Broken down by age demographics, the range with the most cases came from residents between 30 and 49 with 74 new cases, bringing the total to 2,195 — the most in the county for any age range.
There were also 47 new cases in the 18-29 age range, bringing the total to 1,418.
The 0-17 age range had 13 new cases, 50-69 had 20 and those in the 70-plus group had eight new cases.
Over the past two days, the Santa Barbara County Sheriff’s Department announced that a deputy, a custody deputy and civilian staff member have tested positive for COVID-19, while also reporting three custody staff have been cleared to return to work.
The deputy who tested positive for coronavirus became ill while on vacation, was tested and did not return to work. The exposure “does not appear” to be work related, said Raquel Zick, sheriff’s spokeswoman.
The custody deputy, who serves in an administrative role, was tested July 16 as part of the department’s sweeping tests of custody staff, and did not have contact with inmates and did not return to work after being tested, Ms. Zick said.

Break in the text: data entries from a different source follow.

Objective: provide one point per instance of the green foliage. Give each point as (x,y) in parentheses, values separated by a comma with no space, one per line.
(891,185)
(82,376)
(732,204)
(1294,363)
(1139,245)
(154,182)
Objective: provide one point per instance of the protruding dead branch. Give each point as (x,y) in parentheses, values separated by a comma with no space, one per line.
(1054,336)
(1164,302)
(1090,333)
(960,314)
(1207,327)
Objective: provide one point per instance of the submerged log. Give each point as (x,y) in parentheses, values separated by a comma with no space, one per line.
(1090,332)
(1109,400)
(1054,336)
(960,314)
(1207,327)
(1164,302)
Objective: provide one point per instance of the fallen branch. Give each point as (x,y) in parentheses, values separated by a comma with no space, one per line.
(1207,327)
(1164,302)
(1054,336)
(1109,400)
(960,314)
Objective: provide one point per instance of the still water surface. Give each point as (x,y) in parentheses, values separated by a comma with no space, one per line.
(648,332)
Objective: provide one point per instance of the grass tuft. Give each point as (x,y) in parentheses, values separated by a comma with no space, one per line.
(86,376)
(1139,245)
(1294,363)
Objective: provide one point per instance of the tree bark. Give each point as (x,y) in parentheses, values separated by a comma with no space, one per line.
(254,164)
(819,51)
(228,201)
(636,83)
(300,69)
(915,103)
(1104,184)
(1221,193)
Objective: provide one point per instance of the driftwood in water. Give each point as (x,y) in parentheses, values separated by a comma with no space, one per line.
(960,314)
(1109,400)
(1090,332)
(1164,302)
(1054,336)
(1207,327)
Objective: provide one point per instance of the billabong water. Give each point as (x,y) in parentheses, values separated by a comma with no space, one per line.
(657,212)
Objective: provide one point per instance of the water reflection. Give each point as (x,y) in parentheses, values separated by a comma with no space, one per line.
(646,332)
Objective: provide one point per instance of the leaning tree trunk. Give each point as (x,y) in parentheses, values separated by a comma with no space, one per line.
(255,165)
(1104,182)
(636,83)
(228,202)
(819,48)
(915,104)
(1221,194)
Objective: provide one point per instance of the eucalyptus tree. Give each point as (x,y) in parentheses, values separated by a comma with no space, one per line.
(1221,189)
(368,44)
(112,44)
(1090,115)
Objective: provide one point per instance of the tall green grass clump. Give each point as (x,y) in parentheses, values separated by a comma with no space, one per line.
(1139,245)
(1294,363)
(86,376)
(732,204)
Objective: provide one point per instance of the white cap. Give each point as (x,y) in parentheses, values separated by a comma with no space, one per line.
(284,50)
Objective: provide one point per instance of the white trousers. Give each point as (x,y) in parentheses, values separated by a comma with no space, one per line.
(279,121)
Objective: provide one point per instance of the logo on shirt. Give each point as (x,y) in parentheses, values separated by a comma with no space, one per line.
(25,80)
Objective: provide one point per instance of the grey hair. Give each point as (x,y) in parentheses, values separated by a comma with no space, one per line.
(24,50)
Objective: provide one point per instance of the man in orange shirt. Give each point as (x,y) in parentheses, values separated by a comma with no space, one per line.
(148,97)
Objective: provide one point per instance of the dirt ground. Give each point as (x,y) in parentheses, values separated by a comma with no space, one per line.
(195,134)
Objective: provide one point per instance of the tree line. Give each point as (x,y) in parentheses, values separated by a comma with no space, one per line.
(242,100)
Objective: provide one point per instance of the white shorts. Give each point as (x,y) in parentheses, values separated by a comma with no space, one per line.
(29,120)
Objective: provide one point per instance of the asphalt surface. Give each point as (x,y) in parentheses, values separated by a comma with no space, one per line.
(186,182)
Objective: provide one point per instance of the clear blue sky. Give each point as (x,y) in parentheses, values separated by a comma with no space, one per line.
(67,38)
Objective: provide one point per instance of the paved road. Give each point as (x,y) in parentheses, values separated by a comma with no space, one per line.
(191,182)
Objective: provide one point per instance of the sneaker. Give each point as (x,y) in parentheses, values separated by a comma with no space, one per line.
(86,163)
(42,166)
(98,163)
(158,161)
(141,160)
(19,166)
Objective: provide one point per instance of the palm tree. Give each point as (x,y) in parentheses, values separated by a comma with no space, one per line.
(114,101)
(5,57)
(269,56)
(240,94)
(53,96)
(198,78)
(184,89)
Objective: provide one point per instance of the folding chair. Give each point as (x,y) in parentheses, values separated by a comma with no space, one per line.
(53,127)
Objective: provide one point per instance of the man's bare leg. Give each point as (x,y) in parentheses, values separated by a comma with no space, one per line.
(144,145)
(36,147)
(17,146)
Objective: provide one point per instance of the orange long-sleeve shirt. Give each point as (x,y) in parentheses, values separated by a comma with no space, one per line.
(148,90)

The civilian staff member was tested Tuesday and worked until the following morning “in a role that does not require direct inmate contact,” Ms. Zick said.
The staff member has been off since Wednesday and received the results from the COVID-19 test on Thursday.
The staff that have been cleared to return to work include two custody deputies and one civilian staff.
As of Thursday, 36 Sheriff’s Office employees have tested positive for COVID-19, with 25 having returned to work. Five custody deputies, four staff members and two deputies continue to recover at home. A total of 11 inmates have tested positive at the Main Jail, with seven being treated, one who has recovered and three who have been released from custody.
Also on Thursday, Dr. Henning Ansorg, the county’s public health officer, issued a new order aligning with Gov. Gavin Newsom’s previous order regarding face coverings.
The new order, which is effective until at least Aug. 20, mandates individuals in the county wear face coverings when “in high-risk situations that may contribute to the spread of COVID-19.”
According to the order, people must wear a face covering when entering a business, when using public transportation or ride-sharing applications, and all businesses must mandate their employees to wear a face covering at the job site.
Masks with one-way valves are not permitted, as they allow respiratory droplets to easily escape which places others at risk. The order does not apply to persons under 2 years old.